Perchè in inverno? In realtà non è indispensabile affrontare i ghiacci dell’estremo nord per vedere le aurore, anche se l’estate rappresenta una stagione sconveniente per un motivo principale: le troppe ore di luce. Se a Capo Nord infatti si va per vedere il sole di mezzanotte, vale a dire il sole che non tramonta mai, in estate tutte le regioni vicine ai poli hanno notti cortissime o quasi inesistenti, e il buio è un’altra condizione indispensabile per vedere le aurore, dalla luce troppo debole per competere con quella del giorno. Una buona applicazione per scoprire in ogni punto del globo gli orari di alba e tramonto del sole (e anche della luna) permette di pianificare il compromesso migliore tra bella stagione (non che poi al nord faccia tutto sto caldo in estate!) e ore di buio sufficienti. Io uso Photoephemeris.

Si prevedono le aurore? Sì, anche se non è semplicissimo. Anzitutto bisogna guardare le previsioni del tempo! Se le nuvole più alte si addensano intorno ai 13km di altezza, il fenomeno delle aurore avviene dai 90km in su! Solo con il cielo limpido c’è speranza di vedere un’aurora. Poi ovviamente serve che il sole produca delle “eruzioni” e che il vento solare trasporti la radiazione prodotta in direzione della terra. L’attività solare è continuamente monitorata e ci sono algoritmi per prevedere questa catena di fenomeni, sapendo che da un’eruzione solare ci voglioni circa due giorni perchè le particelle energetiche raggiungano la terra. Alcune pagine web sono delle vere e proprie “previsioni meteo” per le aurore, ad esempio questa.


Come fotografare le aurore? La quasi totalità delle mie prime foto di aurore sono fatte con un obiettivo 8mm, con effetto fisheye. Anche se è una lente che deforma molto l’immagine ai bordi, ha il grande vantaggio di riuscire a coprire una vasta porzione di volta celeste (circa 160°) e quindi di poter catturare anche le aurore più estese e più veloci a muoversi in cielo.

Il fuoco va impostato manuale e all’infinito (di solito è troppo buio perchè il fuoco automatico funzioni bene), i tempi devono essere lunghi abbastanza da raccogliere la luce delle stelle ma non troppo estesi perchè alle volte l’aurora si muove davvero velocemente! Un valore intorno ai 2-6 secondi di solito funziona. Tempi più lunghi rendono l’immagine dell’aurora più sfumata ma talvolta più estesa nel cielo (e più luminosa). Un buon compromesso di tempo va raggiunto anche impostando valori di apertura dell’otturatore bassi  ed eventualmente alzando gli ISO (facendo però attenzione al rumore, che sui cieli notturni è particolarmente insidioso).

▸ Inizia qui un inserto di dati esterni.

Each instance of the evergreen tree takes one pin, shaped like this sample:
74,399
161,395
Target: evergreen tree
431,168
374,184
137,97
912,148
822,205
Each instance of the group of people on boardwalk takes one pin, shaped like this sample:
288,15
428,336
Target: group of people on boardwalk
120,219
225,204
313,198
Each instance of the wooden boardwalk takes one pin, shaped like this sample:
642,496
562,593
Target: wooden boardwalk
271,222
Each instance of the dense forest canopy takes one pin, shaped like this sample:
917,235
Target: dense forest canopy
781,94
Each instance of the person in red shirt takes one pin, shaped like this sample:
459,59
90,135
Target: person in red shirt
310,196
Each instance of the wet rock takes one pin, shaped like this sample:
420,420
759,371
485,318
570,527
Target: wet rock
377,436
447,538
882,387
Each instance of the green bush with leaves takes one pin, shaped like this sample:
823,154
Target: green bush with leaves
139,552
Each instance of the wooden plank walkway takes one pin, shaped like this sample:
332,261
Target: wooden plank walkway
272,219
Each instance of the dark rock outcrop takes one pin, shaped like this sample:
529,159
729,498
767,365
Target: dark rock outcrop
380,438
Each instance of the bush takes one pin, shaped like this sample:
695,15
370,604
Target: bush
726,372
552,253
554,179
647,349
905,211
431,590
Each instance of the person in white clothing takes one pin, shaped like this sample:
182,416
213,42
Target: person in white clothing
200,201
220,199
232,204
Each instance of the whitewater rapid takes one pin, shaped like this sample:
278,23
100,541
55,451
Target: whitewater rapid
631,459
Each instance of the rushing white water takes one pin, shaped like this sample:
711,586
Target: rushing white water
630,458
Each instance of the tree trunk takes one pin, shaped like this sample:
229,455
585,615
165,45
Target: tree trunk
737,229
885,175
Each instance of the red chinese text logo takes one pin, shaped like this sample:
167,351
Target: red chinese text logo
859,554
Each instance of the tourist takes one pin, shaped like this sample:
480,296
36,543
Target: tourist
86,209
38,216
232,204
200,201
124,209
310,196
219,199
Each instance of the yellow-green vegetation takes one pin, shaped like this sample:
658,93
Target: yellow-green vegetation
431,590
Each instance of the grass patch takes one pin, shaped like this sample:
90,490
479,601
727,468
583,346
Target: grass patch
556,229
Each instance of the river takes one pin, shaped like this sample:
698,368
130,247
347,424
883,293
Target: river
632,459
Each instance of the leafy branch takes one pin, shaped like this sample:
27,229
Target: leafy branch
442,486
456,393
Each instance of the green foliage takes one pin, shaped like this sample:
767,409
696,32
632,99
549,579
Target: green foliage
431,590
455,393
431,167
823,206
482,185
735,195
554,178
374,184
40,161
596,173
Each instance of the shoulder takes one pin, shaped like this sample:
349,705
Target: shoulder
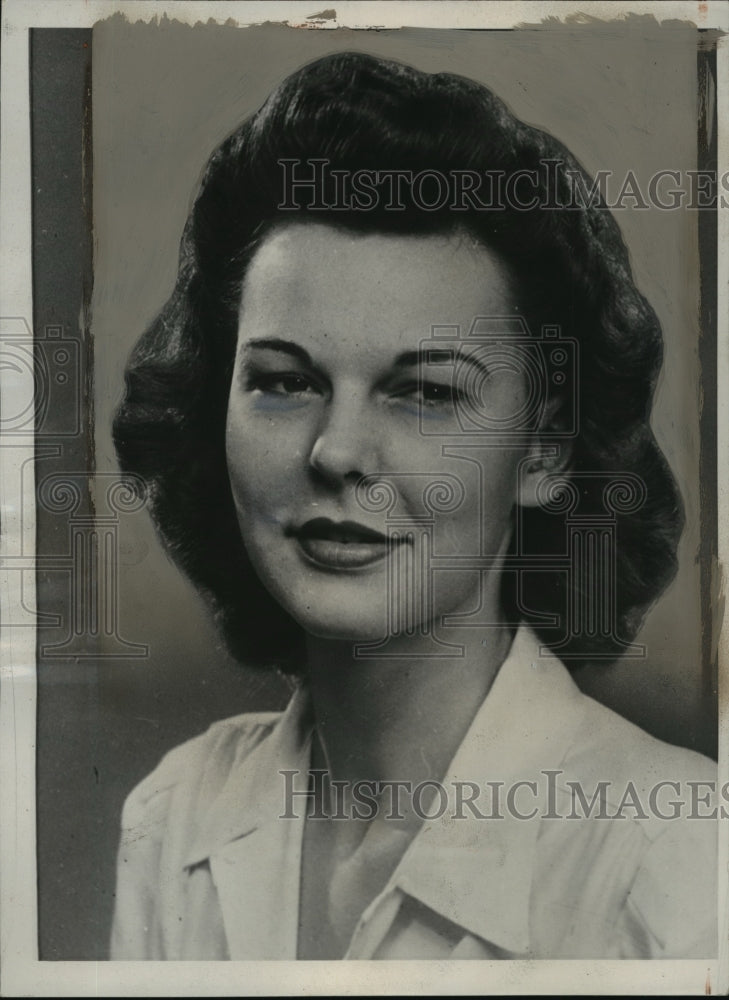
608,748
197,769
661,803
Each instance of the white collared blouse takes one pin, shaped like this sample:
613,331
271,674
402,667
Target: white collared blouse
591,840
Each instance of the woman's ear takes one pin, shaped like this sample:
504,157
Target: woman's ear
548,455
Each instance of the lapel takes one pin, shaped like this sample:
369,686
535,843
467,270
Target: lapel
475,872
478,872
254,854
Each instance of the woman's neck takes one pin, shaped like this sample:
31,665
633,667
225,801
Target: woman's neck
401,718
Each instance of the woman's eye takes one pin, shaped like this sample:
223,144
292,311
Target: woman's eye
283,384
437,392
431,394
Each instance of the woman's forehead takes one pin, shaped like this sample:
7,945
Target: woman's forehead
325,284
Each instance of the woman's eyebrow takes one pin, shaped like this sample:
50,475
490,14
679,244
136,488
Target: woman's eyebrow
437,356
283,346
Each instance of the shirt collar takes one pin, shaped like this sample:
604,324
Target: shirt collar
475,872
478,872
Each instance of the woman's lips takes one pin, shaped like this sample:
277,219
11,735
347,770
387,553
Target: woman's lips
341,544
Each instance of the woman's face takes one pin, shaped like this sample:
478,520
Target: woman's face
337,377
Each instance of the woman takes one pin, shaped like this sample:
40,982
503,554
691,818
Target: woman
403,368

Ovviamente è imprescindibile il cavalletto e assolutamente bandito il flash. Meglio illuminare con una torcia, per un secondo o due, un soggetto vicino che si voglia includere nella foto.

Nella descrizione di ogni foto sono visibili i tempi di scatto e i valori di apertura del diaframma, dove l’impostazione non era manuale (sul fisheye riesco a raggiungere solo un f/3.5).